This chapter introduces the final impetus for the crisis concerning Turtle. The story concerning her attack in the park is a story of perfect horror: the danger that Turtle faces is anonymous and appears suddenly. The presence of the blind Edna Poppy makes the crisis even more horrifying: she cannot identify Turtle's attacker, and only wards off the attacker by mere luck when she hits him with her purse. The anonymity of the attacker is significant, placing this evil as completely random and unidentifiable. Even the aftermath of the event is chaotic and random, as Taylor must deal with a bird that has flown into the house while the police and a social worker arrive.

While the physical danger to Turtle has subsided, new problems emerge. The first is the return of Turtle to her catatonic state. The second is the introduction of the police and social workers into Turtle's life. The presence of law enforcement highlights the precarious legal status of Turtle and Taylor that Taylor realized when she first took the baby girl. She has no legal claim to Turtle, and the introduction of the police only makes this more problematic.

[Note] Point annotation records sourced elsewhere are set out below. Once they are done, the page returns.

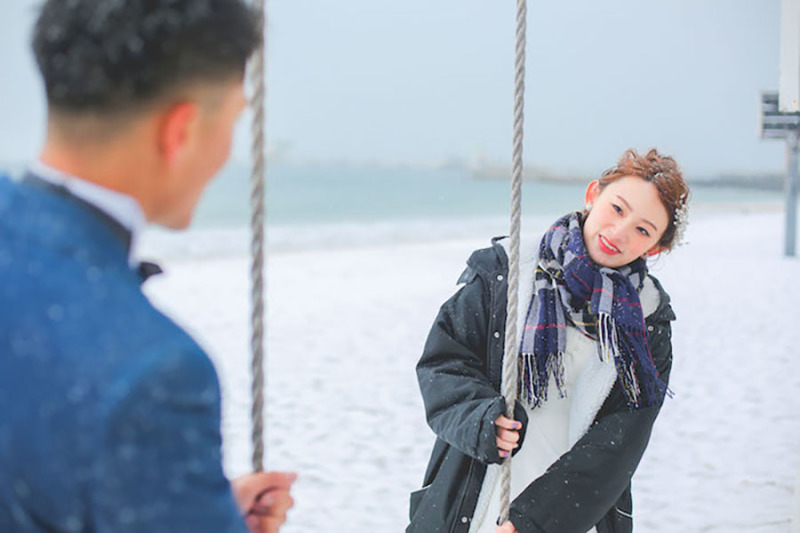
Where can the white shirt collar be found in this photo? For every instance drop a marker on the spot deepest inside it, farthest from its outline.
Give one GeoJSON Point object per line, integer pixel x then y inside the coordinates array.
{"type": "Point", "coordinates": [121, 207]}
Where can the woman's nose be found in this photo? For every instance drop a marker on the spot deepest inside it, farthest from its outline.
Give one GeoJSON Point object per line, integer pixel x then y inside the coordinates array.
{"type": "Point", "coordinates": [619, 232]}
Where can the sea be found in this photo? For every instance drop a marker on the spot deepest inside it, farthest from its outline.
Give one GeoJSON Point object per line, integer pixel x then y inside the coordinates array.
{"type": "Point", "coordinates": [325, 205]}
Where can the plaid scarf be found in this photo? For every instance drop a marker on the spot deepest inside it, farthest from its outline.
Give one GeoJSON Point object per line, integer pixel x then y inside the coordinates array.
{"type": "Point", "coordinates": [571, 289]}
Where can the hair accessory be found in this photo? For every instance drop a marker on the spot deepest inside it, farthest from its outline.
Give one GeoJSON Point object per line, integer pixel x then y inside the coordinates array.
{"type": "Point", "coordinates": [681, 220]}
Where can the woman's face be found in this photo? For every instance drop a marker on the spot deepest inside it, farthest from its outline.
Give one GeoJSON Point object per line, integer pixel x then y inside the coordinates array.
{"type": "Point", "coordinates": [626, 220]}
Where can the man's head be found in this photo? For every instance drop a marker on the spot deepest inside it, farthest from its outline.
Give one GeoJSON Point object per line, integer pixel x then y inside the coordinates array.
{"type": "Point", "coordinates": [150, 84]}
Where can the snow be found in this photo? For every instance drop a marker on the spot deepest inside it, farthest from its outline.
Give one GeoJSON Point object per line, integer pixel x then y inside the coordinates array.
{"type": "Point", "coordinates": [346, 326]}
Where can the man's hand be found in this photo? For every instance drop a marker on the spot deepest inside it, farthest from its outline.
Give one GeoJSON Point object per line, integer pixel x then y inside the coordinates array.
{"type": "Point", "coordinates": [264, 499]}
{"type": "Point", "coordinates": [508, 527]}
{"type": "Point", "coordinates": [507, 435]}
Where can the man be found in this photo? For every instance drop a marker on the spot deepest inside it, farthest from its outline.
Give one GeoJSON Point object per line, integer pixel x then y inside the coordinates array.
{"type": "Point", "coordinates": [109, 412]}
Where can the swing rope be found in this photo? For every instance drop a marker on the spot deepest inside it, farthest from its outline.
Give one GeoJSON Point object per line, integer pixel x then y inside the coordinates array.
{"type": "Point", "coordinates": [510, 358]}
{"type": "Point", "coordinates": [258, 238]}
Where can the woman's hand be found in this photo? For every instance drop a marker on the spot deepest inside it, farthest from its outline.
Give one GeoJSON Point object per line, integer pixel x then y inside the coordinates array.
{"type": "Point", "coordinates": [507, 436]}
{"type": "Point", "coordinates": [508, 527]}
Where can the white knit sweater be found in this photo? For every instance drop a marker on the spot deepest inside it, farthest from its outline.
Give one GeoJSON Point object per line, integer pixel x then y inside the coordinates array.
{"type": "Point", "coordinates": [558, 423]}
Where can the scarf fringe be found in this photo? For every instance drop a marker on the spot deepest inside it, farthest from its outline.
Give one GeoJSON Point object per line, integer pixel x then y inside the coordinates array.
{"type": "Point", "coordinates": [535, 382]}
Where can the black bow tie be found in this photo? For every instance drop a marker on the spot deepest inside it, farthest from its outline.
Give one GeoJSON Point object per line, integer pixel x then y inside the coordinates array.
{"type": "Point", "coordinates": [146, 269]}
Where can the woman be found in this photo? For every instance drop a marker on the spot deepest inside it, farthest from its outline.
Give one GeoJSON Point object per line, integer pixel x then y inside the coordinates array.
{"type": "Point", "coordinates": [594, 359]}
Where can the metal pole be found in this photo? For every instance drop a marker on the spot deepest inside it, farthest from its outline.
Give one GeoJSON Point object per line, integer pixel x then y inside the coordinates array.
{"type": "Point", "coordinates": [791, 193]}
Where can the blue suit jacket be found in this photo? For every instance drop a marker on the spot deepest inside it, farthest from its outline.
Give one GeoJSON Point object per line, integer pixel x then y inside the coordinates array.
{"type": "Point", "coordinates": [109, 412]}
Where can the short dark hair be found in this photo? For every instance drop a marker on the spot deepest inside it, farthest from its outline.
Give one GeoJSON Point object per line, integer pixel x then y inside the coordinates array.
{"type": "Point", "coordinates": [115, 55]}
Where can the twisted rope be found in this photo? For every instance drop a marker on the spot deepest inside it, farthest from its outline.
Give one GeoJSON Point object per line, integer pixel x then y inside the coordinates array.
{"type": "Point", "coordinates": [510, 368]}
{"type": "Point", "coordinates": [257, 242]}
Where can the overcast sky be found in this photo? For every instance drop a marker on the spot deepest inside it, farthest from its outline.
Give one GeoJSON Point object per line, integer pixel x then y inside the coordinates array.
{"type": "Point", "coordinates": [421, 81]}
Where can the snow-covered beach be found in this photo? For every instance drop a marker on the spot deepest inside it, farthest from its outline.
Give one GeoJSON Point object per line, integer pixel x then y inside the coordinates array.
{"type": "Point", "coordinates": [346, 324]}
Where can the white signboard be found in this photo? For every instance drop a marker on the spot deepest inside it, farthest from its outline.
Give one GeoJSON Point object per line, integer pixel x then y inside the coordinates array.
{"type": "Point", "coordinates": [789, 101]}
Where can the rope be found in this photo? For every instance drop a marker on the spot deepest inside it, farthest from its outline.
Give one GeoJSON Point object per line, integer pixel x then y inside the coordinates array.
{"type": "Point", "coordinates": [510, 368]}
{"type": "Point", "coordinates": [257, 242]}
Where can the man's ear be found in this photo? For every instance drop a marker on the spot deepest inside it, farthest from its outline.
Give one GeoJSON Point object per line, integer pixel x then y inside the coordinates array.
{"type": "Point", "coordinates": [592, 192]}
{"type": "Point", "coordinates": [175, 130]}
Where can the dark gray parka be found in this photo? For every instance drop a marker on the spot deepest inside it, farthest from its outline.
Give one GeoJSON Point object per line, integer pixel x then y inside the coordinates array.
{"type": "Point", "coordinates": [459, 377]}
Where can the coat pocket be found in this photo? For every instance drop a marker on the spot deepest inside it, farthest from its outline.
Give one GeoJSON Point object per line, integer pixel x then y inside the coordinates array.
{"type": "Point", "coordinates": [416, 498]}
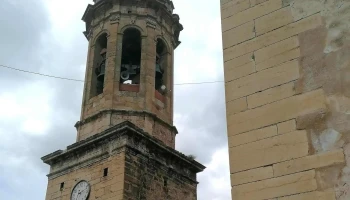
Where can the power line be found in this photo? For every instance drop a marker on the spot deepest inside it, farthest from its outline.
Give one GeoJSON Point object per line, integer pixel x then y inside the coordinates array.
{"type": "Point", "coordinates": [36, 73]}
{"type": "Point", "coordinates": [77, 80]}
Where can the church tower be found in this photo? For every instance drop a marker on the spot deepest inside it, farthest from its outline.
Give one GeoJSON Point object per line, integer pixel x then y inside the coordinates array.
{"type": "Point", "coordinates": [125, 137]}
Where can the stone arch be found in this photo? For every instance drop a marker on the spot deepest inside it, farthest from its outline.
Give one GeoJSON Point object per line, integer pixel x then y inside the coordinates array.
{"type": "Point", "coordinates": [131, 56]}
{"type": "Point", "coordinates": [104, 31]}
{"type": "Point", "coordinates": [166, 43]}
{"type": "Point", "coordinates": [99, 64]}
{"type": "Point", "coordinates": [163, 66]}
{"type": "Point", "coordinates": [128, 26]}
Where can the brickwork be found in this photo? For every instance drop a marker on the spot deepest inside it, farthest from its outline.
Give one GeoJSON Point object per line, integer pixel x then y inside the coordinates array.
{"type": "Point", "coordinates": [106, 188]}
{"type": "Point", "coordinates": [148, 179]}
{"type": "Point", "coordinates": [139, 167]}
{"type": "Point", "coordinates": [287, 98]}
{"type": "Point", "coordinates": [113, 20]}
{"type": "Point", "coordinates": [125, 145]}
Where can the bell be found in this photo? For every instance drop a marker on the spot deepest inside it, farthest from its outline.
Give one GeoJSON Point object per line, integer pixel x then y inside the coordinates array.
{"type": "Point", "coordinates": [158, 70]}
{"type": "Point", "coordinates": [101, 72]}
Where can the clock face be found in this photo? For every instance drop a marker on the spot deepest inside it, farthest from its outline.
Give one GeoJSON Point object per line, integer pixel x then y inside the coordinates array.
{"type": "Point", "coordinates": [81, 191]}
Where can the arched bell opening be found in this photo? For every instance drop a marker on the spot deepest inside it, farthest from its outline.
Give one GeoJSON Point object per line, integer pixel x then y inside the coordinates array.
{"type": "Point", "coordinates": [161, 70]}
{"type": "Point", "coordinates": [98, 73]}
{"type": "Point", "coordinates": [131, 60]}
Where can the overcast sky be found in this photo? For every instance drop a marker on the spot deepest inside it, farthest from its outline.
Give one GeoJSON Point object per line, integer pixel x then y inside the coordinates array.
{"type": "Point", "coordinates": [37, 114]}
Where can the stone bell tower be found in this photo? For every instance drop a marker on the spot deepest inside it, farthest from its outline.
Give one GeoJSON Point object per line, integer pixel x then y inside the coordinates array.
{"type": "Point", "coordinates": [126, 138]}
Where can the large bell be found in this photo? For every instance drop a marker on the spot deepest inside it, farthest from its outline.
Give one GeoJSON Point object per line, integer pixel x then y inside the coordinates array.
{"type": "Point", "coordinates": [158, 70]}
{"type": "Point", "coordinates": [100, 71]}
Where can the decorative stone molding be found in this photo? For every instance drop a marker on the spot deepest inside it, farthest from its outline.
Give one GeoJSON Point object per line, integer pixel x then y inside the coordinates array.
{"type": "Point", "coordinates": [115, 18]}
{"type": "Point", "coordinates": [123, 137]}
{"type": "Point", "coordinates": [125, 112]}
{"type": "Point", "coordinates": [151, 23]}
{"type": "Point", "coordinates": [133, 19]}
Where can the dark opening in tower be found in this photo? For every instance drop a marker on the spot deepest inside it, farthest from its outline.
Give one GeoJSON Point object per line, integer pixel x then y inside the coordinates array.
{"type": "Point", "coordinates": [161, 66]}
{"type": "Point", "coordinates": [131, 57]}
{"type": "Point", "coordinates": [98, 73]}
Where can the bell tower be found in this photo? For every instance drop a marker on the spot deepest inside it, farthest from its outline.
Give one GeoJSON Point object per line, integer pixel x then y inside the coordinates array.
{"type": "Point", "coordinates": [129, 74]}
{"type": "Point", "coordinates": [125, 137]}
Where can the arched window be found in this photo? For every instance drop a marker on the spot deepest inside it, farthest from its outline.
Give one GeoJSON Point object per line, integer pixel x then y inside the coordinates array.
{"type": "Point", "coordinates": [98, 72]}
{"type": "Point", "coordinates": [131, 57]}
{"type": "Point", "coordinates": [161, 66]}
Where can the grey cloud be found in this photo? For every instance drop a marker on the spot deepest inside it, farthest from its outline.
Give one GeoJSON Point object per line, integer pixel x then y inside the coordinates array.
{"type": "Point", "coordinates": [25, 43]}
{"type": "Point", "coordinates": [23, 23]}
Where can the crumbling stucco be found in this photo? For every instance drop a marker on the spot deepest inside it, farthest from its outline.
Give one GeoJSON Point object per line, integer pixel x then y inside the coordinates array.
{"type": "Point", "coordinates": [325, 63]}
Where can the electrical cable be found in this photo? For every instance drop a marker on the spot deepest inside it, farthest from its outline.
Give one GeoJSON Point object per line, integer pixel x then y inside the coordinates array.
{"type": "Point", "coordinates": [70, 79]}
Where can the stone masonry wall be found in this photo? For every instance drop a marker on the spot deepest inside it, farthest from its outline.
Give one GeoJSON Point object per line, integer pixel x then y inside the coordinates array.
{"type": "Point", "coordinates": [109, 187]}
{"type": "Point", "coordinates": [146, 179]}
{"type": "Point", "coordinates": [287, 69]}
{"type": "Point", "coordinates": [147, 123]}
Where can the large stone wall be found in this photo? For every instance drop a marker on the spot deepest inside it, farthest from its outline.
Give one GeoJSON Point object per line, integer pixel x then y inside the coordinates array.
{"type": "Point", "coordinates": [287, 69]}
{"type": "Point", "coordinates": [139, 167]}
{"type": "Point", "coordinates": [111, 186]}
{"type": "Point", "coordinates": [147, 179]}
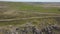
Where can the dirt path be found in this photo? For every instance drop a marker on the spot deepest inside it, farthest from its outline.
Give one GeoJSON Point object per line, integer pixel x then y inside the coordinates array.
{"type": "Point", "coordinates": [27, 18]}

The discussion between Taylor and Lou Ann is in some sense a catalyst for Taylor. Taylor now fully realizes the larger ramifications of the world around her, and for the first time is confronted with the fact that she is one of the few people to fight back against injustice. This foreshadows later events in which Taylor will take greater risks against injustice. Her lament against a lack of compassion, however, directly clashes with her personal experiences. Taylor complains that nobody feels compassion for one another, while she is surrounded by caring, reciprocal relationships such as hers with Lou Ann, Virgie Mae and Edna Poppy, and Esperanza and Estevan. This complaint sets up Taylor for the final epiphany of the novel that will mark her final character development.